Resolv Labs, the firm behind the $450 million decentralized finance (DeFi) protocol Resolv, has closed a $10 million seed round to expand its crypto-native yield platform and USR stablecoin, the team told CoinDesk in an exclusive interview.
The investment round was led by Cyber.Fund and Maven11, with additional backing from Coinbase Ventures, Susquehanna’s subsidiary SCB Limited, Arrington Capital, Gumi Cryptos, NoLimit Holdings, Robot Ventures, Animoca Ventures and others.
Stablecoins, a $230 billion and rapidly expanding class of cryptocurrencies with pegged prices to an external asset, are capturing attention well beyond their traditional use in payments and trading. A growing cadre of crypto protocols offer yield-bearing stablecoins or “synthetic dollars,” wrapping diverse investment strategies into a digital token with a stable price and passing on part of the earnings to holders.
“I view stablecoins as the perfect rails for yield distribution,” Ivan Kozlov, founder and CEO of Resolv, said in an interview with CoinDesk. “This may actually become larger than transaction stablecoins like [Tether’s] USDT in the future.”
The most notable example of the trend is Ethena’s $5 billion USDe token, which primarily pursues a delta-neutral position by holding cryptocurrencies like BTC, ETH and SOL and simultaneously shorting equal size of perpetual futures, scooping up yield from funding rates.

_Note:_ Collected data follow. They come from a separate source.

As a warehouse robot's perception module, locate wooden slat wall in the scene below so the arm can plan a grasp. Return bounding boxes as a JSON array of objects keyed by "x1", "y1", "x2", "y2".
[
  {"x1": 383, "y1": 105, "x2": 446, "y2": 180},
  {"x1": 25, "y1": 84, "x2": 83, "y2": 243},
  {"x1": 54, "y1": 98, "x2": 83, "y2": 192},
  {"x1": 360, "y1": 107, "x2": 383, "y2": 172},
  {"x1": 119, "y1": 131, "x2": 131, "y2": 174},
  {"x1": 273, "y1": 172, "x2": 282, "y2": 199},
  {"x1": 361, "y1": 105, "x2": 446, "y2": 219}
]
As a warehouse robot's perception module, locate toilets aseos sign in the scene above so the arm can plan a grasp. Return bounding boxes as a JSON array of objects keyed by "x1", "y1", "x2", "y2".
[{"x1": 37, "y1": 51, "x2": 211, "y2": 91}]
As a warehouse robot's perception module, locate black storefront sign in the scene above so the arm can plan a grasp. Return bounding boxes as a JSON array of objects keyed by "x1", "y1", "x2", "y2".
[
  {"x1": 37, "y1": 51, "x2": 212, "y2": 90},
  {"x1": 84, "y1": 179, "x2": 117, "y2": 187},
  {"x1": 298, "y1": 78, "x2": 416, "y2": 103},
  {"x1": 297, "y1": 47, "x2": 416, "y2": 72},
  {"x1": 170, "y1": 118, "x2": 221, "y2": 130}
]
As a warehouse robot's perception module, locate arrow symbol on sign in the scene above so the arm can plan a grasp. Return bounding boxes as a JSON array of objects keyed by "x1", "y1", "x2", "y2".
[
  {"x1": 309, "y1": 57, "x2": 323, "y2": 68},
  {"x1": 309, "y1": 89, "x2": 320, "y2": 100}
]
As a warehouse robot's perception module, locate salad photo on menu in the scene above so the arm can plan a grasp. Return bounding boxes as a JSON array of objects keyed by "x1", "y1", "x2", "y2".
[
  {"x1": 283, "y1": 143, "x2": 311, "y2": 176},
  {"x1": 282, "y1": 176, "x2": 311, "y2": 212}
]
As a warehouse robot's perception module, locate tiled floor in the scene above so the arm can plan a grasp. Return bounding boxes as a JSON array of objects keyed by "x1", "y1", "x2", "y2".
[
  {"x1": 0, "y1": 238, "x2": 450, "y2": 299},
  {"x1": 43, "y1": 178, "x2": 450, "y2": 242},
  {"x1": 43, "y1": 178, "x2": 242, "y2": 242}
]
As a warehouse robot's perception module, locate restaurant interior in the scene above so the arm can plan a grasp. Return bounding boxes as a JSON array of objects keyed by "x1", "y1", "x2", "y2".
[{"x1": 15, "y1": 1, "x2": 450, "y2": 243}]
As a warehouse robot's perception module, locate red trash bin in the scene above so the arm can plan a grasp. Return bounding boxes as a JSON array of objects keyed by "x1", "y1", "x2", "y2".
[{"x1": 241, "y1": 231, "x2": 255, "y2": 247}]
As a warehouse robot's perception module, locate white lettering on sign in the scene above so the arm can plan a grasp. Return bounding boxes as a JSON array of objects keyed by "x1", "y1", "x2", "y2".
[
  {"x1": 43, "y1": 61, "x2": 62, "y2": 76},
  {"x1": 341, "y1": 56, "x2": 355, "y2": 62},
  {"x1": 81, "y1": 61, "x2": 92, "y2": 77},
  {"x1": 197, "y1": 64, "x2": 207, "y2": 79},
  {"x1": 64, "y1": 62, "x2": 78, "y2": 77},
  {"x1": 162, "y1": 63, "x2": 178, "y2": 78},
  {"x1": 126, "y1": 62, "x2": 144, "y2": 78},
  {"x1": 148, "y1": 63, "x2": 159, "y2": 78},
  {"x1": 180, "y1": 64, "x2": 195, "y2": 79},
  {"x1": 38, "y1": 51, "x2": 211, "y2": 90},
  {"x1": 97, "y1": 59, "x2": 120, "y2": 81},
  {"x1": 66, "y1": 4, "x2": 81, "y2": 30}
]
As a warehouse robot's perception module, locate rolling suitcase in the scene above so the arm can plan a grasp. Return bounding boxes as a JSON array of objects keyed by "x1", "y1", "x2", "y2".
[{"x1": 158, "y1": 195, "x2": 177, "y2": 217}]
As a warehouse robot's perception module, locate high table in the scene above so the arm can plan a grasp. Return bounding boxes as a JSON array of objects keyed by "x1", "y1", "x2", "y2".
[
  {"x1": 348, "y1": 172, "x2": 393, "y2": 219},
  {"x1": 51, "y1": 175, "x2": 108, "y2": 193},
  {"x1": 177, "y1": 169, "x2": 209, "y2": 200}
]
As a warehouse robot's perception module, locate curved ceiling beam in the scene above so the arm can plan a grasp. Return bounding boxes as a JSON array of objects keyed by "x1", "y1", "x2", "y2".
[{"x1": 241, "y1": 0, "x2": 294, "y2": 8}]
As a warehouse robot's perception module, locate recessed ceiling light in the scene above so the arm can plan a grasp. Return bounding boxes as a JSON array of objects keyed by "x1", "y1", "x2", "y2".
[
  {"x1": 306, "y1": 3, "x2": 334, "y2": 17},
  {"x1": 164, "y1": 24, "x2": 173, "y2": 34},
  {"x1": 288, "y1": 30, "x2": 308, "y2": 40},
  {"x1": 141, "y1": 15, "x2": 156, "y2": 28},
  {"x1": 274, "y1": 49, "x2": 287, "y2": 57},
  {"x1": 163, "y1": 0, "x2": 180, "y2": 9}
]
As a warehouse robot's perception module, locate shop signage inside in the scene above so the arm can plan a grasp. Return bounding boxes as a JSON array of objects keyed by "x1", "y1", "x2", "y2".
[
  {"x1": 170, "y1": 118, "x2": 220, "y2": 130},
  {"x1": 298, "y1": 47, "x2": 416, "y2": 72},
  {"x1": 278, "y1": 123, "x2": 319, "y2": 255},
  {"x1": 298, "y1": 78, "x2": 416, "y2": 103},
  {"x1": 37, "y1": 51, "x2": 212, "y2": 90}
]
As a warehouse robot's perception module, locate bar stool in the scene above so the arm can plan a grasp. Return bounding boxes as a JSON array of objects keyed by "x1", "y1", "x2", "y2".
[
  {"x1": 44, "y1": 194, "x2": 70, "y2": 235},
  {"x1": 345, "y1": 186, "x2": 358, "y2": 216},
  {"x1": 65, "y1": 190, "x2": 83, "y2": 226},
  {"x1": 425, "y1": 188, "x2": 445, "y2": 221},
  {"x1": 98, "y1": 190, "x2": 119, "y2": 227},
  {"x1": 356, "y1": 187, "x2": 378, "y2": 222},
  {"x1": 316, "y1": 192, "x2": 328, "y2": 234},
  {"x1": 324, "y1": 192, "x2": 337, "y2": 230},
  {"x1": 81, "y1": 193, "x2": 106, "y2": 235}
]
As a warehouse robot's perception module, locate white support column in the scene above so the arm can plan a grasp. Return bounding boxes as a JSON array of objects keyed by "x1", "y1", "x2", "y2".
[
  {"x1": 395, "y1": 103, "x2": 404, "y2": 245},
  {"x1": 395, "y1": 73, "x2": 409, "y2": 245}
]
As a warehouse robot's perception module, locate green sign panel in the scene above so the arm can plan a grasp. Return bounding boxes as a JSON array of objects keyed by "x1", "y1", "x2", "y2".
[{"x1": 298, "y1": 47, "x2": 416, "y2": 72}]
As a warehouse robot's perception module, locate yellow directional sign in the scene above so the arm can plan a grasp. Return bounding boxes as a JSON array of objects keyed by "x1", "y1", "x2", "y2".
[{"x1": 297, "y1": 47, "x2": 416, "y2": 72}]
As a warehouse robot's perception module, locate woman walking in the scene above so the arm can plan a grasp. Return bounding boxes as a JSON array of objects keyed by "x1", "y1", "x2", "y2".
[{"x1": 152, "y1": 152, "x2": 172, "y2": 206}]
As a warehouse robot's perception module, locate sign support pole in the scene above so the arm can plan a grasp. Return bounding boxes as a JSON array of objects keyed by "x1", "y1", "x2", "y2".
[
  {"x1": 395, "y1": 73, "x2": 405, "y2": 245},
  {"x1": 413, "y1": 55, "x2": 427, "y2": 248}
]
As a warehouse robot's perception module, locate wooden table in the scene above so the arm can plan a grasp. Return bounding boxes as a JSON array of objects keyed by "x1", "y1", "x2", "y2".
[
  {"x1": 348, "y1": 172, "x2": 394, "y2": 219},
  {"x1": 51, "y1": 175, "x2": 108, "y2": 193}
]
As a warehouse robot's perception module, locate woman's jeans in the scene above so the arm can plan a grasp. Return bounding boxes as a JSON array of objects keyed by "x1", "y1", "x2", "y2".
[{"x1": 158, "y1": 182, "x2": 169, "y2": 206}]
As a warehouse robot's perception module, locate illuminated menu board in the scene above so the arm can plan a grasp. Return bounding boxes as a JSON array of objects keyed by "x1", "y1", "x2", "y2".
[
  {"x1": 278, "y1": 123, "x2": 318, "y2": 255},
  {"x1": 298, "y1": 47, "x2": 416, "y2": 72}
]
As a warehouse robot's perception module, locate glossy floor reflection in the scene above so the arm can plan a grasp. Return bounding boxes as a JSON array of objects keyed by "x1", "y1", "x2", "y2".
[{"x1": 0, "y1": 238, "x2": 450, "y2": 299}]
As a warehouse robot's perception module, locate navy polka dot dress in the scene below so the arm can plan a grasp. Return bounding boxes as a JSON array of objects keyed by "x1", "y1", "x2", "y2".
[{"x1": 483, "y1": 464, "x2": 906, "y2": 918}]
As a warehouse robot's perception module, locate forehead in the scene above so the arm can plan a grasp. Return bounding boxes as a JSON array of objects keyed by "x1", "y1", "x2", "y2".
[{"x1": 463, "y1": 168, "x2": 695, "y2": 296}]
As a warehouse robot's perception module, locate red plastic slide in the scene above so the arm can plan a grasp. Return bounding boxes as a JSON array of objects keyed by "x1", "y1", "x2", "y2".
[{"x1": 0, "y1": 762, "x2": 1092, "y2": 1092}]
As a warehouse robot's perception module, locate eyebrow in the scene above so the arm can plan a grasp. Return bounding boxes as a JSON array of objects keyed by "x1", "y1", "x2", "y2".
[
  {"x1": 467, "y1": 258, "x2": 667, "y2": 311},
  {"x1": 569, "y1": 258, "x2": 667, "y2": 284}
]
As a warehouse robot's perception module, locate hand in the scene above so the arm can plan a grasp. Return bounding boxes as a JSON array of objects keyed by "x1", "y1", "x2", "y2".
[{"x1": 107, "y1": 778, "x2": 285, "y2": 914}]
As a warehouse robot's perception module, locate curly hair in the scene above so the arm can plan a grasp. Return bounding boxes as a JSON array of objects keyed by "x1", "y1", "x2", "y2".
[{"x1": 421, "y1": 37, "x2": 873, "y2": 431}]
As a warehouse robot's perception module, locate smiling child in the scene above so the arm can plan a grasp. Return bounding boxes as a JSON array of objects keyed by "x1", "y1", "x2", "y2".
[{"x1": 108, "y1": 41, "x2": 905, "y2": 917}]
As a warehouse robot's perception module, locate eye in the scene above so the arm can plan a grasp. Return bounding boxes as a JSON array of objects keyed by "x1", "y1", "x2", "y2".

Resolv also pursues a similar strategy: its USR token, anchored to $1, is a delta-neutral stablecoin designed to deliver stable yields from crypto markets, while shielding holders from sharp price swings.
The protocol achieves this by splitting risk between two layers, inspired by Kozlov’s background in structured products in traditional finance. USR stablecoin holders sit in the less risky senior tranche earning stable but lower yields, with risk-tolerant investors in the protocol’s insurance layer represented by the RLP token with floating price. This model, borrowed from structured finance, aims to make crypto yields more predictable without sacrificing decentralization, Kozlov explained.
Following its launch in September 2024, the protocol quickly ballooned to over $600 million in assets driven by attractive yields during the crypto rally after Donald Trump’s election victory, DefiLlama data shows. However, as markets turned bearish and yields compressed, Resolv’s total value locked (TVL) also slid around $450 million this month.
With the new capital raise, Resolv plans to expand its yield sources to include bitcoin (BTC)-based strategies and deepening its integrations with institutional digital asset managers, Kozlov said. The protocol also aims to expand to new blockchains, widening its reach beyond early crypto adopters.